New research from the University of Minnesota has found that teens who watch more than five hours of TV a day are more likely to become fast food junkies when they grow up.
The study published in the International Journal of Behavioral Nutrition and Physical Activity followed 1,366 high school students and 564 middle school students. Data was collected on the number of hours spent watching TV every day, which was then compared to their dietary habits five years later. According to Natural News:
The researchers found that high school students who watched over 5 hours of TV each day consumed less fruits, vegetables, whole grains and calcium-rich foods as young adults, and instead had a higher intake of fast food, fried foods, snack foods, sugary drinks as well as foods with trans fats.

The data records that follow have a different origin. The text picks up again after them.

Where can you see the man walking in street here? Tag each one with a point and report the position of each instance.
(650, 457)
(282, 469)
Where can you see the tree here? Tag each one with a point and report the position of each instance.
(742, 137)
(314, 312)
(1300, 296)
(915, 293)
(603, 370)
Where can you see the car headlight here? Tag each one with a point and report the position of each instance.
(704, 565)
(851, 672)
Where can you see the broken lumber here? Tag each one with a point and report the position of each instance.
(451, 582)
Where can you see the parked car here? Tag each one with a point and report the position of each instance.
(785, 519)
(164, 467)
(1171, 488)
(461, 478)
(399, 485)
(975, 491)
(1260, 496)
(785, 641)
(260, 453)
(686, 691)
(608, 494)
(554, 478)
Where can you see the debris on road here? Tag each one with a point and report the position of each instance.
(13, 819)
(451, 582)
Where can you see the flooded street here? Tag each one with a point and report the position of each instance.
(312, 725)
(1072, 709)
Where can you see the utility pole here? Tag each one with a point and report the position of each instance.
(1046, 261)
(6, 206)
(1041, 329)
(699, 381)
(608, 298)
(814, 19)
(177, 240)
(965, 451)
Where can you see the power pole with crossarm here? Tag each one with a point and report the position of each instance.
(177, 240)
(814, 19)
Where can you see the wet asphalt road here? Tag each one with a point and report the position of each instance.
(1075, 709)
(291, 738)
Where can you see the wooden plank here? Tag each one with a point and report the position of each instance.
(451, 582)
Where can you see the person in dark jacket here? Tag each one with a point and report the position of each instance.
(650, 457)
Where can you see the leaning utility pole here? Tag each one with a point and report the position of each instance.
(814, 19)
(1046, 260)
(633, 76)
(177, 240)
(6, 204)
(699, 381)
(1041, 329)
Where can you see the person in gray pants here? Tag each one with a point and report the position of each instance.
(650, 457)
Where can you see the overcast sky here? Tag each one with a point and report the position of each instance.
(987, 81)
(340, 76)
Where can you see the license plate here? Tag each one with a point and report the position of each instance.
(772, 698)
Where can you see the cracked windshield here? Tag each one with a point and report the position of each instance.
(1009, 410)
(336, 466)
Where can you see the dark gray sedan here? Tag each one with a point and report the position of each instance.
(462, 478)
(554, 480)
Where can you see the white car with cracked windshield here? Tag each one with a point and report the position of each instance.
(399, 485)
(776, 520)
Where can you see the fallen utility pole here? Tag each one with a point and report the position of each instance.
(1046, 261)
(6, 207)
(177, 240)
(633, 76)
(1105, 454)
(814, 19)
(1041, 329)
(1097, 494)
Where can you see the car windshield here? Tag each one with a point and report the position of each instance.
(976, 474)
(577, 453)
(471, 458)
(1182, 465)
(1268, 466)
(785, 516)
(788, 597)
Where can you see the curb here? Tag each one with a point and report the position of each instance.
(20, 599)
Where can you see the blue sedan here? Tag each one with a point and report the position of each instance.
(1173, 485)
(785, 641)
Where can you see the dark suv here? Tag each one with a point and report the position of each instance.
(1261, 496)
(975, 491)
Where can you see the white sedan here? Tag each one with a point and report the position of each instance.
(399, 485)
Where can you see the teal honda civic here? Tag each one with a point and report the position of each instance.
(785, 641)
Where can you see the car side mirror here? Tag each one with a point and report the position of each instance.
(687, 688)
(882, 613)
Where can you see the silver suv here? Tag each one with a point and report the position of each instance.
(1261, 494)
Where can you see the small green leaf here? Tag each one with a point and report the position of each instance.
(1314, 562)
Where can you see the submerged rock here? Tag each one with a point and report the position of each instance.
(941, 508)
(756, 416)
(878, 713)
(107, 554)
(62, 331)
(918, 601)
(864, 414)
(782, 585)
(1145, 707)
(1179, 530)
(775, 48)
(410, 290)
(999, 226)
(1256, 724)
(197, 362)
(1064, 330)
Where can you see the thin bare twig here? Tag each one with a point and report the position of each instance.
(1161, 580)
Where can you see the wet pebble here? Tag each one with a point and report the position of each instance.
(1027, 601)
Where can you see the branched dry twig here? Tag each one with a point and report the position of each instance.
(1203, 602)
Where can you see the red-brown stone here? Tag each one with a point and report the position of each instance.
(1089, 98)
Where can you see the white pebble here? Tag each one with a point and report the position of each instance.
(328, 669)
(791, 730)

Granted five hours is a lot of time to be spending in front of the TV set, but apparently it is not that uncommon. It appears two factors are at play in causing children who watch TV to have poor diets as young adults. First, advertising on television for fast food and junk food has an impact. Second, the sedentary nature of watching television causes children to exercise less and snack while watching, usually on foods they have seen advertised on commercials. Frederick J Zimmerman, an assistant professor at the Child Health Institute of the University of Washington, explains:
This research tugs not so gently at the wool in front of all of our eyes – revealing that heavy TV viewing, especially of food advertising – makes a difference to our children`s diets…his research suggests that heavy TV-viewing adolescents consume about 200 more calories per day than those who watch a moderate amount of TV. That is a lot of calories by anyone`s count.
Good parenting and moderation can avoid these effects. Limiting television watching to commercial-free programming and only feeding your child healthy food will make them resilient. Families can practice not eating while watching television, and follow the advice of Kimberly M Thompson, an associate professor of risk analysis and decision science at the Harvard School of Public Health, “You could also require that for every hour of TV viewed, each member of the family needs to engage in at least 20 minutes of vigorous exercise.”